The results from qPCR gave insight into the relative gene expression of YSL3 and OPT3 genes in B. oleracea varieties under a specific level of Cd. In this research, the gene expression results suggest that Cd triggers the expression of the YSL3 and OPT3 genes. This is evident for all samples treated with CdCl2 solution, as a significant decrease in root growth is seen with an increase in Cd concentrations (see Figure 3 and Table 2). The gene expression levels rise linearly with the increase of Cd concentrations, indicating that these genes might play a role in Cd homeostasis in B. oleracea (Figure 4). Wang et al. (2013) reported that over-expression of YSL in tobacco plants improves metal tolerance of the plant and, more specifically, increases the root-to-shoot translocation of Cd. YSL3 expression increased significantly in response to excess cadmium in S. nigrum, where YSL3 over-expression decreased cadmium accumulation in B. oleracea roots (Feng et al. 2017). The expression levels of OPT3 gene changed similarly as YSL3 gene. In Arabidopsis thaliana, the Oligopeptide Transporter 3 is known to be the main transporter of Fe into the phloem (Khan et al. 2018). Besides iron deficiency regulation, studies on OPT3-T-DNA mutants showed that OPT3 might be involved in embryo A. thaliana development (Stacey et al. 2008). In regards to cadmium accumulation, until now only one study demonstrated that knocking out the OPT3 gene in A. thaliana led to the over-accumulation of cadmium in seeds (Mendoza-Cózatl et al. 2014). In a recent study conducted in 2019 on peanut plants (Arachis hypogaea L.), the OPT3 gene is verified to be responsible for Cd uptake and translocation (Chen et al. 2019). However, this study represents an initial attempt to correlated OPT3 gene expression with cadmium accumulation in B. oleracea species, where a 4-fold overexpression of OPT3 is noticed if compared to the control (Figure 4).

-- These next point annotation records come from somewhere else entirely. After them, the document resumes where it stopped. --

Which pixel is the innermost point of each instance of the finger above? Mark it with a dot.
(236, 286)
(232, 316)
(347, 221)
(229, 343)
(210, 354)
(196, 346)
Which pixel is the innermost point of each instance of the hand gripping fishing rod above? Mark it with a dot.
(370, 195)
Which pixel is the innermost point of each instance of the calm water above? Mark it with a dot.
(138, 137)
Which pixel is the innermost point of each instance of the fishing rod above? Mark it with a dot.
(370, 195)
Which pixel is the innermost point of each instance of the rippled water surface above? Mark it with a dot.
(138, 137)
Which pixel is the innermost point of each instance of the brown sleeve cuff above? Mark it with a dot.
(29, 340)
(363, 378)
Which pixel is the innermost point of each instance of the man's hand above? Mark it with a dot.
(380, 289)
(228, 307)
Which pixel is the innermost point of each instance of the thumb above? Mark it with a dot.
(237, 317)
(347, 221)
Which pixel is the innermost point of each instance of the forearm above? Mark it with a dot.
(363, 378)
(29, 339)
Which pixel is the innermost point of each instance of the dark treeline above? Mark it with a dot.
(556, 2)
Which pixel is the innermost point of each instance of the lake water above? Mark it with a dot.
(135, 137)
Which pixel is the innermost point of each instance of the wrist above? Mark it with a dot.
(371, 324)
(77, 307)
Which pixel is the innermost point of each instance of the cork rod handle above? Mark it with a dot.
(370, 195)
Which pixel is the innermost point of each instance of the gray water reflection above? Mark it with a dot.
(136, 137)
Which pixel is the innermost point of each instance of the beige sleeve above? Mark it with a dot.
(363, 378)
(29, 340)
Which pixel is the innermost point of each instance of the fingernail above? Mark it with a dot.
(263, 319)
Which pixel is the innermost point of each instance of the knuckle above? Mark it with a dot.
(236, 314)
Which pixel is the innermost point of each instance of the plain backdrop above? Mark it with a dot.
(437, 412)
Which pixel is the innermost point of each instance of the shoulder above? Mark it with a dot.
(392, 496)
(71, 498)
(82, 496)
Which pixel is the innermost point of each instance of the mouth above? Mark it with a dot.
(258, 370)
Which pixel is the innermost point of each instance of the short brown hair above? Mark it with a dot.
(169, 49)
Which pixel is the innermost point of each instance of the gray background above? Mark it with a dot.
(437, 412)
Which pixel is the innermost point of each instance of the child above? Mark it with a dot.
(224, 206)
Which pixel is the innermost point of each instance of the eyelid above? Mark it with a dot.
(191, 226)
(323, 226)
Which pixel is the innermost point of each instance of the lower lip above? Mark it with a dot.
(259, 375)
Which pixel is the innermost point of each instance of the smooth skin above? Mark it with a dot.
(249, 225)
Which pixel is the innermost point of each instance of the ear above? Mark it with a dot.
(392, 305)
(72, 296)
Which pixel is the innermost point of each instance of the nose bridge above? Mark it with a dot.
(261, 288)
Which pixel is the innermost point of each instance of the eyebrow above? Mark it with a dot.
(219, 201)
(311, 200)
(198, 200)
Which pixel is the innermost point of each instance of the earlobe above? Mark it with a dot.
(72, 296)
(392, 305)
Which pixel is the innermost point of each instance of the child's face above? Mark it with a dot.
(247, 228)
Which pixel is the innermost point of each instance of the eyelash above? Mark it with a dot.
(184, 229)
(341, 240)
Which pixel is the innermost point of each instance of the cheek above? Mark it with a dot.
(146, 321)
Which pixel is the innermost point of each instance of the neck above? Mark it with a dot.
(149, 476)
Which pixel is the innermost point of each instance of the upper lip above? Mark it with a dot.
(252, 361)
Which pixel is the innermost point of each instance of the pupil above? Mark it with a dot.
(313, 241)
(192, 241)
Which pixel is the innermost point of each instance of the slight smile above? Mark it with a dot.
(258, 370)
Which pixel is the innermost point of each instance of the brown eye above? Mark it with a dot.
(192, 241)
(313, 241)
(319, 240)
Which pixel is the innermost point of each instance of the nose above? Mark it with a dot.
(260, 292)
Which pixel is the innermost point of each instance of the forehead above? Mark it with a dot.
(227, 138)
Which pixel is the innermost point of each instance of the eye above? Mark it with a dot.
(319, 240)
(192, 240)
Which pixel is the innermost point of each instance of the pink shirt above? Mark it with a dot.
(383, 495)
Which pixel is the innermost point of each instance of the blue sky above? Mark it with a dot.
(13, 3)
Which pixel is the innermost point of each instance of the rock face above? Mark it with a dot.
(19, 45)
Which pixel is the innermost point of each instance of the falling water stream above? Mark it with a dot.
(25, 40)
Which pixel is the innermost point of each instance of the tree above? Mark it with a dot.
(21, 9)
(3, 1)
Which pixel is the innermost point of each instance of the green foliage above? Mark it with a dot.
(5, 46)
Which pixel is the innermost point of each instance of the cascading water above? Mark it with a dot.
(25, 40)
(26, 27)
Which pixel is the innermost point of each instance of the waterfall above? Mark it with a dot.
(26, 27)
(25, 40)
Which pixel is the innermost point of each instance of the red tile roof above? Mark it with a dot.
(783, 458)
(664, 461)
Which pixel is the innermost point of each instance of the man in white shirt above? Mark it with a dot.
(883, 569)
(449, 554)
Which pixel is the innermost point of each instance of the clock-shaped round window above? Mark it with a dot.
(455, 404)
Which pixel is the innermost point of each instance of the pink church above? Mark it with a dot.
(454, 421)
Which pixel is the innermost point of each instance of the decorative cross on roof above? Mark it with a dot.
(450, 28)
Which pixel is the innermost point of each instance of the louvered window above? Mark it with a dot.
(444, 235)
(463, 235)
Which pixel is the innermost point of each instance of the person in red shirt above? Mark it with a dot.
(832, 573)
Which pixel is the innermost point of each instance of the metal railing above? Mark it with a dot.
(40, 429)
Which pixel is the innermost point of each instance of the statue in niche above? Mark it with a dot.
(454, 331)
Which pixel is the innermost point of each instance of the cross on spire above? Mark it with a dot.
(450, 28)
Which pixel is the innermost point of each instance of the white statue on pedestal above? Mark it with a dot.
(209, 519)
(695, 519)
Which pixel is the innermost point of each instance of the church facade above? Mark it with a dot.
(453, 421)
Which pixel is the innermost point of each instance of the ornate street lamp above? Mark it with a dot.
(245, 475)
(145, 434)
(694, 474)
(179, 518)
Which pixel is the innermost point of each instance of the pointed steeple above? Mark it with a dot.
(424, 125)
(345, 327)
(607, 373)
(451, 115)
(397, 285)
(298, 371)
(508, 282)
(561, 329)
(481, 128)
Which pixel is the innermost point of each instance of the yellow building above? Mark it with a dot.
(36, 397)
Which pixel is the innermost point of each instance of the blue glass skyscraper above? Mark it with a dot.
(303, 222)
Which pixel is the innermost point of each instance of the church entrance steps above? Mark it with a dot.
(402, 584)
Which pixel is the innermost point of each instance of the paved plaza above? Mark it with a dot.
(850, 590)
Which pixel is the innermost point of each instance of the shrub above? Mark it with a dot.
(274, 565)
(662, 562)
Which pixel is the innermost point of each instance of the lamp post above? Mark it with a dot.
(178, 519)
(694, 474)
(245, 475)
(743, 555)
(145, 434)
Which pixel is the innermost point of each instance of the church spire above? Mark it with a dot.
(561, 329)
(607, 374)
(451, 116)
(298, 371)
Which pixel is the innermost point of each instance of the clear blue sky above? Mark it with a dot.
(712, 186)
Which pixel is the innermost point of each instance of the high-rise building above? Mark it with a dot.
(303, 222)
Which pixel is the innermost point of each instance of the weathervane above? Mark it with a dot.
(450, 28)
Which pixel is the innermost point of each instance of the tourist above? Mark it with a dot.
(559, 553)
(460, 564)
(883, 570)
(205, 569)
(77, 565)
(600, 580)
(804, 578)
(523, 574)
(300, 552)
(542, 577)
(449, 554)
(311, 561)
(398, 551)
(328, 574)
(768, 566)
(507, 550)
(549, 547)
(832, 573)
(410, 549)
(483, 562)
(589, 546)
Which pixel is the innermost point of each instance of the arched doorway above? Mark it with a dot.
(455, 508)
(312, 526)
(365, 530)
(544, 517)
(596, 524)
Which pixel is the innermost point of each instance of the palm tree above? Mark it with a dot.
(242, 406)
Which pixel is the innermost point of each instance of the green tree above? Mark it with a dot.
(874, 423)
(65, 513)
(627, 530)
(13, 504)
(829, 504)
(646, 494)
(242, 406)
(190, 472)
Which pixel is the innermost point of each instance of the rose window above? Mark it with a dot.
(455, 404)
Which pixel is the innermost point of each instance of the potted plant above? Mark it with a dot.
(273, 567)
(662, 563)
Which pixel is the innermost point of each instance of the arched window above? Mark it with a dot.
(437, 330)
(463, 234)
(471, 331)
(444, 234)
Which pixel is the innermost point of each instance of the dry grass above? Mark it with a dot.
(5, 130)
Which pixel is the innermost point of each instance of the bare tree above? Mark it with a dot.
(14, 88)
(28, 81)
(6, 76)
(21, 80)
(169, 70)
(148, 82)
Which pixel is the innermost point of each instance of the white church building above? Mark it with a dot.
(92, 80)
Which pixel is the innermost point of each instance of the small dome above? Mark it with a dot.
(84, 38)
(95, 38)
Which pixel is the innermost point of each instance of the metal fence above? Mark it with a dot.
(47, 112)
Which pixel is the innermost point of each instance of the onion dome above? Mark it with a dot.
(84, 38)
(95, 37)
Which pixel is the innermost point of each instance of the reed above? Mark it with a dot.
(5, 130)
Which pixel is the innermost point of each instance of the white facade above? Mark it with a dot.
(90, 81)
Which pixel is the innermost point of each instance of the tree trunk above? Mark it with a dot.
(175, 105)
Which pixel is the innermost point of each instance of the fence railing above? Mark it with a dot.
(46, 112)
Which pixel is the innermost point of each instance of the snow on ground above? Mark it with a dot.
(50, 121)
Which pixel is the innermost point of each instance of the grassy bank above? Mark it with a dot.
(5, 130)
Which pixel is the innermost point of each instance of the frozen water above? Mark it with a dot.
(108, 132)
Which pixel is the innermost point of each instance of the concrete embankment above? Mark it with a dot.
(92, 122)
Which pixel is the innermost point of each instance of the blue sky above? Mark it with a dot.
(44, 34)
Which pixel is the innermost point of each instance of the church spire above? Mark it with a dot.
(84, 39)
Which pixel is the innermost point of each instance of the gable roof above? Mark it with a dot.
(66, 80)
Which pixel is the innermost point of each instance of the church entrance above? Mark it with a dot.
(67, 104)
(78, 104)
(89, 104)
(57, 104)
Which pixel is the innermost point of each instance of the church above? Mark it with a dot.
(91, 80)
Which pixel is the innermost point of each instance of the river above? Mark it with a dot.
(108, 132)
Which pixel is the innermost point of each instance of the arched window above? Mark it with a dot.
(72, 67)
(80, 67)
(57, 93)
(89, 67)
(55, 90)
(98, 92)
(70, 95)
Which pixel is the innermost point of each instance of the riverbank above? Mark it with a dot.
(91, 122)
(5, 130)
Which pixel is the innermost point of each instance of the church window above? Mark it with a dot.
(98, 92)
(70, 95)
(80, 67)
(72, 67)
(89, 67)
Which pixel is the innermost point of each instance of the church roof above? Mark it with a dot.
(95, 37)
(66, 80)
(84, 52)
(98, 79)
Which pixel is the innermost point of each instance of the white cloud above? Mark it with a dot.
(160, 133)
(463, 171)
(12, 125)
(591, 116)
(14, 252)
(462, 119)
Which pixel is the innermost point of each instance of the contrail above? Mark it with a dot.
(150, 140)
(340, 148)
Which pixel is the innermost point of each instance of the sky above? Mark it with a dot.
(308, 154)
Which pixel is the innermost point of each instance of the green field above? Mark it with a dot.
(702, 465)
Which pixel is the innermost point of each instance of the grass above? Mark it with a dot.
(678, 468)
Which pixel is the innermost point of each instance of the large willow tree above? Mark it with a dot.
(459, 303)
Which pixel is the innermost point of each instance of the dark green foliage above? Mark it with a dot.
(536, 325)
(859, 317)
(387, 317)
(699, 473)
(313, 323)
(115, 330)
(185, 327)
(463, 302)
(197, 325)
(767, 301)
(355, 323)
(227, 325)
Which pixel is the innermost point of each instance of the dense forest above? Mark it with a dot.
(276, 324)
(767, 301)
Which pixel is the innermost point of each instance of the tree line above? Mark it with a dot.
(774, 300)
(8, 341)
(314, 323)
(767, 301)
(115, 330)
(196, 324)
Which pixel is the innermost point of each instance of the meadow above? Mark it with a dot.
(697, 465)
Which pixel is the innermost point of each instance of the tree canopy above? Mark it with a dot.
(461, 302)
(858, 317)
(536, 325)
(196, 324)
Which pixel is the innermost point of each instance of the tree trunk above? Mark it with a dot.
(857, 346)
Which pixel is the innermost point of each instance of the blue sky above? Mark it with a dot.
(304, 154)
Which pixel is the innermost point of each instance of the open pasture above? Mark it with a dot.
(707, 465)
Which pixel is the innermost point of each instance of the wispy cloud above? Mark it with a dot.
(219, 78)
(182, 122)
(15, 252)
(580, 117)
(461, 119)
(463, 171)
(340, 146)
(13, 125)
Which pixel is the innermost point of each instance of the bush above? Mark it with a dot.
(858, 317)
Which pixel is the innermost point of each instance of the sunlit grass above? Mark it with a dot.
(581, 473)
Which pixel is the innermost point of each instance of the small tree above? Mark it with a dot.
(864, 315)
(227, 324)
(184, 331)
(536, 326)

For the first time, an analysis of the expression of cadmium-related OPT3 and YSL3 genes in B. Oleracea were performed and correlated. As seen in Figure 1, through a simple in-silico approach YSL3 was determined to be correlated with OPT3. In essence, the expression level of both genes was in a linear expression pattern with increasing the Cd concentration. Different concentrations triggered a significant over-expression of the YSL3 and OPT3 genes in comparison to the control, with a 2.5 to 4-fold change at 500 µM CdCl2 concentrations. However, further analysis should be undertaken to additionally confirm the correlation of cadmium YSL3 and OPT3 gene expression levels.